To Market To Market...

Or actually in our case this morning it was off to Gymboree to use up our Gymbucks! I have to say, I was honestly dreading taking the kids with me to the mall today. I just wanted to have a peaceful time looking around and not feeling rushed because they were having issues behaving while in the store...yes we have problems with that! While listening to "Training Toddlers" the other night I was encouraged to hear Carla talk about her times she would just have to shop after her husband was home because she didn't want to be shopping with her kids because of their behavior issues. The other encouraging thing for me was that no matter how well behaved your child is or has been, there comes a point where every toddler and preschooler have certain behaviors they demonstrate -- it's just part of growing up. Even with those points, we aren't to excuse our children's behavior. Instead we are to work with them to overcome their issues they may be facing. And one great place to start is with training times.

There are many opportunities for training your kids ways of right behavior and the most effective is during times of non-conflict. I have seen first hand the huge improvements in my kids behavior by just having non-conflict training time with them each day as we go over the behaviors and issues I see that need improvement on. One of them specifically is how do we act at the mall while Mommy is shopping and since I was running late we had a short talk before we got in the car and then while driving down to the mall I quizzed them on what were the expectations.

We discussed that mommy was bringing the stroller and both of them were to be sitting in the stroller. We would not be walking or asking to get out of the stroller. I have a side by side stroller and so we talked about where our hands were to be at all times while sitting next to each other in the stroller (on their laps or their side of the seat). We talked about how we act while in the store (we obey mommy right away, we won't be running or screaming or being loud). I really just stressed the staying in the stroller, keeping our hands to our self (Anna is a hitter!) and obeying mommy right away.

So we get out of the car and both kids climb into the stroller, just like we discussed. We go to one store to make a return and then headed over to Gymboree. Now if you've been to Gymboree they do have a little sitting area with TV shows and so I parked the stroller over there and did tell Owen he could get out and sit on one of the chairs if he would like to. And he did. But I did tell him he needed to stay there. Anna stayed in the stroller mainly because there were no other open seats for her.

All in all, I have to say, I was very impressed with my kids! They did great! Both sat there and watched the shows. I heard no crying or fussing from them. I spent 35 minutes shopping. And when I went to get Owen and Anna, they both got into their stroller no questions asked.

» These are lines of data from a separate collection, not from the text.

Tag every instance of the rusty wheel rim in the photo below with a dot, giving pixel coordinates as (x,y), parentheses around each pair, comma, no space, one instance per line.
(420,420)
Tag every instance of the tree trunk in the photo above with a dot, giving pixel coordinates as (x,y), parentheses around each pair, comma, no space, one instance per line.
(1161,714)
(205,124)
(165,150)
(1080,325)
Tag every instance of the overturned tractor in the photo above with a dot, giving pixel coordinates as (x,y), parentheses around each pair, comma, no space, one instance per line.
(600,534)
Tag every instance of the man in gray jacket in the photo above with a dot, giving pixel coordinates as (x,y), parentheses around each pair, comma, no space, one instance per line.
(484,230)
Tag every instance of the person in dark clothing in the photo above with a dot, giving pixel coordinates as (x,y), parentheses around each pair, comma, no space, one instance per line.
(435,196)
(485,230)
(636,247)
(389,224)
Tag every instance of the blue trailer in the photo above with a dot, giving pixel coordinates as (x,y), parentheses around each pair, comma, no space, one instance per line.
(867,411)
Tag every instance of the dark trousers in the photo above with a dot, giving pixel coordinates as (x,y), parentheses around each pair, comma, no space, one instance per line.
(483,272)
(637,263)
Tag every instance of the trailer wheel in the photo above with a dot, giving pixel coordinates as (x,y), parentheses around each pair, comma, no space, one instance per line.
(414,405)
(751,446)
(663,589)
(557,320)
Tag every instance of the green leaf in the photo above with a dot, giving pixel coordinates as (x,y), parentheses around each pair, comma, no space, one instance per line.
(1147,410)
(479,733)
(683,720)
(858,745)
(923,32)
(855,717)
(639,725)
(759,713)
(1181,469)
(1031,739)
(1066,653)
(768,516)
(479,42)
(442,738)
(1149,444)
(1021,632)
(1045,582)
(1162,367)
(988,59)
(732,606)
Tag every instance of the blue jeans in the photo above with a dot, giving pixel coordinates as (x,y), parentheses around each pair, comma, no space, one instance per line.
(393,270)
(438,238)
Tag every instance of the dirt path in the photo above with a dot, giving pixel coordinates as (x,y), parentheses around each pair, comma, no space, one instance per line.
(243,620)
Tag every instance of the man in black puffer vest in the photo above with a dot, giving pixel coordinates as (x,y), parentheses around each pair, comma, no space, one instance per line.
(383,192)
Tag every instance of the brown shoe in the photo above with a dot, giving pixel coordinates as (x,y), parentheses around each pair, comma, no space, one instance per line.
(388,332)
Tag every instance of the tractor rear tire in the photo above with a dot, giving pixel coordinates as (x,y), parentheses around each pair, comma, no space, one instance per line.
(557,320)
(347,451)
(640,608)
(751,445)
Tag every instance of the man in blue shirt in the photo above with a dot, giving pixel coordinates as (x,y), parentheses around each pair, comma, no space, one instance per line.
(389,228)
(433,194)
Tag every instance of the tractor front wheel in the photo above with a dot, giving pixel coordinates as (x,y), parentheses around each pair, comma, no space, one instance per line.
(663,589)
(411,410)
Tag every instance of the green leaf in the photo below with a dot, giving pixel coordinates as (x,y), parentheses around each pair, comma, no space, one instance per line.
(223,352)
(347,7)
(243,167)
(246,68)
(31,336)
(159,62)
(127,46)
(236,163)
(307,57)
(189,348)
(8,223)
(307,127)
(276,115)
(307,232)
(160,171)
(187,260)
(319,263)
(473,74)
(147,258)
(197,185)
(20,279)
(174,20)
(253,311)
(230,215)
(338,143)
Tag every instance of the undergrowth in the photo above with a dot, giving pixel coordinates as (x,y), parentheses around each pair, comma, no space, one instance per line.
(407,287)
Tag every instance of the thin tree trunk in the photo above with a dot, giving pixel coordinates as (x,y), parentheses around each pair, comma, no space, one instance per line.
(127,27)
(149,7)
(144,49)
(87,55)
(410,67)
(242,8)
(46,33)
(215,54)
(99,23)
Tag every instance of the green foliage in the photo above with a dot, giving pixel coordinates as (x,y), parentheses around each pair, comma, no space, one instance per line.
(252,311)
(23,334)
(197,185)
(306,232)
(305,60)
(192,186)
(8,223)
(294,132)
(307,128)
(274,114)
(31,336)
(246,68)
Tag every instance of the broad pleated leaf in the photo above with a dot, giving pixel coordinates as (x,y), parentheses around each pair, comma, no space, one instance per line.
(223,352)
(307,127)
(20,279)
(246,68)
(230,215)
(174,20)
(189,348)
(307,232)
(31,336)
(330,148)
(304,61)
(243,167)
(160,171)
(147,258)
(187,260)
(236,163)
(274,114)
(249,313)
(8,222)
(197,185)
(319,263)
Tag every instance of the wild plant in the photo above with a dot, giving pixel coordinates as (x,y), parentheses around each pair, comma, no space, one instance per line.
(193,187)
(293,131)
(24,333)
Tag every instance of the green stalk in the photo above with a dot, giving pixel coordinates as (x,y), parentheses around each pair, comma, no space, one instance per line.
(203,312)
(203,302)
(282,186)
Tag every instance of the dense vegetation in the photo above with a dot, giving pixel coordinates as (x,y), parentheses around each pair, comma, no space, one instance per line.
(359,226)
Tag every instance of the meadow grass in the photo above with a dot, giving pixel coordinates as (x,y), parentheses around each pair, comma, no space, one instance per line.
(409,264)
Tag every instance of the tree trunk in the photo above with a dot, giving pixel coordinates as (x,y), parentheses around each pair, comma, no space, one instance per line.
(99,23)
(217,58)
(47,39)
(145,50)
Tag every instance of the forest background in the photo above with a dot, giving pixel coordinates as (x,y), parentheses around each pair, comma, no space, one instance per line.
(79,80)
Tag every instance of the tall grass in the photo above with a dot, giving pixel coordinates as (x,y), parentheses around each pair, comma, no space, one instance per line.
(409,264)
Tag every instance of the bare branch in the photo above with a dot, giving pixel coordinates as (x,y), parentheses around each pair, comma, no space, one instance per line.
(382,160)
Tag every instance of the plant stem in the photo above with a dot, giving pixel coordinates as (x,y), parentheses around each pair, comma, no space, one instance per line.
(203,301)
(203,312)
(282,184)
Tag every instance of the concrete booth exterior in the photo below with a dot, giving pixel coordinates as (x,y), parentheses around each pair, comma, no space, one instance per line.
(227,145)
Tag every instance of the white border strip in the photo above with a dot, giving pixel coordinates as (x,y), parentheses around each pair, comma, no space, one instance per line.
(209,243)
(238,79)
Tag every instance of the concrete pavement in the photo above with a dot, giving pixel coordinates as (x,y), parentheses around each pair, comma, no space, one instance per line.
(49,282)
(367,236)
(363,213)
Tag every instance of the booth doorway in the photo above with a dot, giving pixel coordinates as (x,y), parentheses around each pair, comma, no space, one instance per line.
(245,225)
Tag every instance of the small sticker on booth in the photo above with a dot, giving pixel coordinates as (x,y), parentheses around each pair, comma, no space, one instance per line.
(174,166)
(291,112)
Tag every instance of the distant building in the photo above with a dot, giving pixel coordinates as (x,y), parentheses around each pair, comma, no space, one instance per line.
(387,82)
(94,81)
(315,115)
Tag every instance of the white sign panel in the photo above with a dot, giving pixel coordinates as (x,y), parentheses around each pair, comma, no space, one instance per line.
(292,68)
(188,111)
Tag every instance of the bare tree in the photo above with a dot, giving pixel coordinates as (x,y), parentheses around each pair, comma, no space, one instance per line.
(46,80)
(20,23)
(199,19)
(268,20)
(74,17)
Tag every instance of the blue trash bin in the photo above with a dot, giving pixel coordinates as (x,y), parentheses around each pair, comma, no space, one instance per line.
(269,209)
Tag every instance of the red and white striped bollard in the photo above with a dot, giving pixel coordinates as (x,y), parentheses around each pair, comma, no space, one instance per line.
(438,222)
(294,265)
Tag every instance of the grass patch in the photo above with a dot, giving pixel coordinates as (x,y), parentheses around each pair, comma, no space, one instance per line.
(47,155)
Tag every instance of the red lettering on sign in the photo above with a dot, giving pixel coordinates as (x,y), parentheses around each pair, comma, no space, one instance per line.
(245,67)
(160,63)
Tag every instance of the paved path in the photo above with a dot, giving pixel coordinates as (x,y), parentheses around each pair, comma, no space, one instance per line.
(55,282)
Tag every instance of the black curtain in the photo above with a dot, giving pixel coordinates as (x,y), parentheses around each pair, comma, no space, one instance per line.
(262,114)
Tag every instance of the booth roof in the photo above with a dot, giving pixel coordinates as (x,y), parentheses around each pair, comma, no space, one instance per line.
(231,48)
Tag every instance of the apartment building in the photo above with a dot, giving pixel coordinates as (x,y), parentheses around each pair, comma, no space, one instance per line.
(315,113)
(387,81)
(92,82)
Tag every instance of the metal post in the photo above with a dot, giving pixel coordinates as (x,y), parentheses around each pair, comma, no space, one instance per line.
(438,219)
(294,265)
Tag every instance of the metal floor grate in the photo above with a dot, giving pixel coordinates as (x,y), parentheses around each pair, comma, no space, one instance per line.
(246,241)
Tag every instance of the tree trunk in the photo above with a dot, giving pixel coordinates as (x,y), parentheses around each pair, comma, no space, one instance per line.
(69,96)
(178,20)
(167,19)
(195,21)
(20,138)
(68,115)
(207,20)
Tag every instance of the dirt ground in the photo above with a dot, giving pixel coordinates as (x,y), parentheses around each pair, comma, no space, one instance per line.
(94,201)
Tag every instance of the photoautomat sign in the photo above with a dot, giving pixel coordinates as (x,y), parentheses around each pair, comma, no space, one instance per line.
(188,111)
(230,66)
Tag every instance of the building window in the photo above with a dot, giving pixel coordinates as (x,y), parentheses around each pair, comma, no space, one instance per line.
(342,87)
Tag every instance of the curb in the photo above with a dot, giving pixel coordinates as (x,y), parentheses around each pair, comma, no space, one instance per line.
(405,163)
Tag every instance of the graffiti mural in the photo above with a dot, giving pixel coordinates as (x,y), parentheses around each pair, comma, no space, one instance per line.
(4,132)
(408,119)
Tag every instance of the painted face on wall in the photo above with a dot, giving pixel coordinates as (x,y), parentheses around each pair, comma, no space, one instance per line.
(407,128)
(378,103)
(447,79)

Then because of their behaving so good, I did reward them with Owen wanting to watch the man work on the train and we got some pretzels to share. Which brings up the difference between a bribe and a reward. A bribe is if I would have said before going into the store "Now, Owen and Anna if you do what mommy told you to do and behave nicely while I shop, then afterwards we'll get a treat to share". That's a bribe and that is not how you form good behavior since you are putting the child in charge and if they don't like what you are offering them, then well they're not going to do what you asked them to do. However, a reward is something the child wasn't aware would happen and is unexpected.

Anyway, I do want to have some additional training time on outings and appropriate behavior we need to be demonstrating....so I'll be posting more about that later.

Was curious how you handle outings? One thing I have never done was if my kids misbehave just leaving my grocery cart of food and taking them home. Have you ever done it and what has been your experience? To me I have the issue of by me leaving the store to take my kids home that they are winning since I'm sure they rather be home then at the store. What are your thoughts?